中日・福谷が8回途中無失点も降板に大号泣 与田監督が苦渋決断

2020年09月03日 23時10分

降板を告げられ天を仰いで悔し涙を浮かべた福谷

 中日・福谷浩司投手(29)が勝ち投手になりながらも号泣した。3日の広島戦(ナゴヤドーム)に先発し、自己最長の7回2/3を投げて7安打無失点と好投し、今季3勝目をマーク。ところが、マウンドを降りる際に悔しさを隠し切れず、帽子で顔を覆ったままベンチに戻るとうなだれながら大泣きした。

 涙の理由は完投できなかった自分へのふがいなさからだ。8回一死一、二塁で4番・鈴木の場面。与田監督が珍しくマウンドへ向かった。そのまま続投し、鈴木を空振り三振に仕留めたが、ここで交代を告げられてしまった。福谷は「与田監督から『いけるのか?』と言っていただいて『いくつもりです』と答えて、結果、代わることになってしまって本当に悔しかったのが一番。情けない姿を見せてしまった。今日こそ完投いけると思ったので、それが折れてしまったという悔しさです。
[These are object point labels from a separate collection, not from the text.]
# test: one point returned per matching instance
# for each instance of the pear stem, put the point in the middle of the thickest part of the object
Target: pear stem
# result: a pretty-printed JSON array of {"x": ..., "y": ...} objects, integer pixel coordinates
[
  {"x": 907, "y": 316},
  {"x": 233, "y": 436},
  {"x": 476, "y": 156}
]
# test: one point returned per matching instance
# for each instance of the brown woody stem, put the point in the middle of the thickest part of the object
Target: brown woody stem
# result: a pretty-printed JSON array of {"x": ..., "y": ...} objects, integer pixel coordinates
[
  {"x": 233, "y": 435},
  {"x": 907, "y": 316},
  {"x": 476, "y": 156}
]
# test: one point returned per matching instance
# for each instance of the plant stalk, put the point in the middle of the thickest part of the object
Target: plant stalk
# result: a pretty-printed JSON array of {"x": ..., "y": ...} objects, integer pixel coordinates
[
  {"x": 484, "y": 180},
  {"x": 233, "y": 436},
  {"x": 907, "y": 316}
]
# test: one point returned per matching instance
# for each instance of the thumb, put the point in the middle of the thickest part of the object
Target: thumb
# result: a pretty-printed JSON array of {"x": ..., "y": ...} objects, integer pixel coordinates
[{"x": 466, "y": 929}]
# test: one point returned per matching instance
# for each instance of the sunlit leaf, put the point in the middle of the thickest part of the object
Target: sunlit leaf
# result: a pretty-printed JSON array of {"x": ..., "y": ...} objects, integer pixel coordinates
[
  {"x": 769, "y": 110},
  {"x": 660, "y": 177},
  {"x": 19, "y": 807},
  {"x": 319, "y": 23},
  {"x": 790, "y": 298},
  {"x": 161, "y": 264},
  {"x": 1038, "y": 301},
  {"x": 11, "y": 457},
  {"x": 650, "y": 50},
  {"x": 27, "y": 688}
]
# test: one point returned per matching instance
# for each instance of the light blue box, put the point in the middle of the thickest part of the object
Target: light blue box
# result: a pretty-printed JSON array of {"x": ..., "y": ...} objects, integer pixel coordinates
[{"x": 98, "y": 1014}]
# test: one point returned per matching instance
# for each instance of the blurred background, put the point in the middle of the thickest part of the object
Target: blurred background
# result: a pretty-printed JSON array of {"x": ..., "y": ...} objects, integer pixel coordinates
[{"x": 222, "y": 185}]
純粋に」と説明した。

 日ごろから8年目右腕は「自分の目的は完投、完封できる投手になるというモチベーションで練習しているので」と言い続けている。この日はその最大のチャンスだったが、与田監督の見立ては違っていた。「なんとか完投というものを見たかったが、明らかに投球フォームがおかしくなっていたのでトレーナーと確認に行った。ちょっと力が入りづらいという話もあったので、降板をせざるを得ないところだった」と苦渋の決断だったことを明かす。

 福谷も「8回も初めてだったし、今日は塁に出たり、走ったりしたので、普段よりも疲れが球数以上にあったのかな。まだまだ力不足かな」と猛省した。それでもプロ初安打、初適時打とマルチ安打をマークし、バットでもチームの勝利に大貢献したことは間違いない。

 お立ち台ではすっかり笑顔を見せていた福谷が完投、完封勝利を飾るのは時間の問題だろう。